Ethylene or ethene is a chemical compound with two carbon atoms and four hydrogen atoms in each molecule. These molecules are put together with a double bond that makes it a hydrocarbon. It is very important in industry and has even been used in biology as a hormone.[1] It is also the most made chemical. About 75 million tons of it have been made each year since 2005.[2]

History[change | edit source]

Since 1795, ethylene was called an olefiant gas, or oil making gas. This was because it came together with chlorine to make the oil of the Dutch chemists.

In 1866, the German chemist August Wilhelm von Hofmann came up with a system for naming hydrocarbons. The suffixes -ane, -ene, -ine, -one, and -une were used to call the hydrocarbons with 0, 2, 4, 6, and 8 fewer hydrogen atoms than the alkane it came from.[3] Because of this system, ethylene became ethene.

In 1979, the IUPAC decided that ethylene would stay ethylene.

How it is made[change | edit source]

Ethylene is made in the chemical industry by steam cracking. Some of the parts of an ethylene plant can be:

  1. The steam cracking furnaces;
  2. Heat recovery systems;
  3. A steam recycling system;
  4. A system to compress the cracked gas;
  5. A system to remove acid gas;

There are other systems in an ethylene plant. The systems listed above were the most important systems in an ethylene plant.

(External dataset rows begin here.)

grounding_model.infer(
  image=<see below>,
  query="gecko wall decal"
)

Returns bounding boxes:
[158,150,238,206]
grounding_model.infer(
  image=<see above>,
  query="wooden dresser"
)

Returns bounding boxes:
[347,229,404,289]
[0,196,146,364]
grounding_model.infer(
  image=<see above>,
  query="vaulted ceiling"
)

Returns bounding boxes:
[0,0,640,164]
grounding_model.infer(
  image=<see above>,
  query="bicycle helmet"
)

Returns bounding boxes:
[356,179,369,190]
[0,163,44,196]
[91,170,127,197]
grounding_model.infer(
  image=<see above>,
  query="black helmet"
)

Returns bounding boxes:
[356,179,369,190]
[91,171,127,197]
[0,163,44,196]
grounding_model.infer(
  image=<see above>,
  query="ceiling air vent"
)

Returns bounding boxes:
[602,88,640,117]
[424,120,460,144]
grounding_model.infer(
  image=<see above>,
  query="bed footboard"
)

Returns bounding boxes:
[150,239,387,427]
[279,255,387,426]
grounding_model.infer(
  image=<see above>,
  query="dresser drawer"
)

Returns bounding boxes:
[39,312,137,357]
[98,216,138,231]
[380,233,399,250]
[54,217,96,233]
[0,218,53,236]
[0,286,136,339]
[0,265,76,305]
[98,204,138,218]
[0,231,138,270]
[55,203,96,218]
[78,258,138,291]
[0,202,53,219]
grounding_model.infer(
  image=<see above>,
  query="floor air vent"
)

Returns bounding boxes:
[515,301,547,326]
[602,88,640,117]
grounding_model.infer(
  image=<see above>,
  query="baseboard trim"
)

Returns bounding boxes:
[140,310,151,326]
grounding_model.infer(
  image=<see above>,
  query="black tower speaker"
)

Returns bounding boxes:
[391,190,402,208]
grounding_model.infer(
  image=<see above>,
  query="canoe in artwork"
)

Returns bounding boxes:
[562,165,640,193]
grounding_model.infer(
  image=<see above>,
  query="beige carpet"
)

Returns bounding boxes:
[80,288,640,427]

Since making ethylene uses a lot of energy, the people making the ethylene try very hard to keep the heat from the gasses from leaving the furnaces.

References[change | edit source]

  1. Wang K, Li H, Ecker J. "Ethylene biosynthesis and signaling networks.". Plant Cell 14 Suppl: S131-51. PMID 12045274.
  2. “Production: Growth is the Norm” Chemical and Engineering News, July 1 0, 2006, p. 59.
  3. A. W. Hofmann, LL.D., F.R.S.. "Hofmann's Proposal for Systematic Nomenclature of the Hydrocarbons". www.chem.yale.edu. http://www.chem.yale.edu/~chem125/125/history99/5Valence/Nomenclature/Hofmannaeiou.html. Retrieved 2007-01-06.

Other websites[change | edit source]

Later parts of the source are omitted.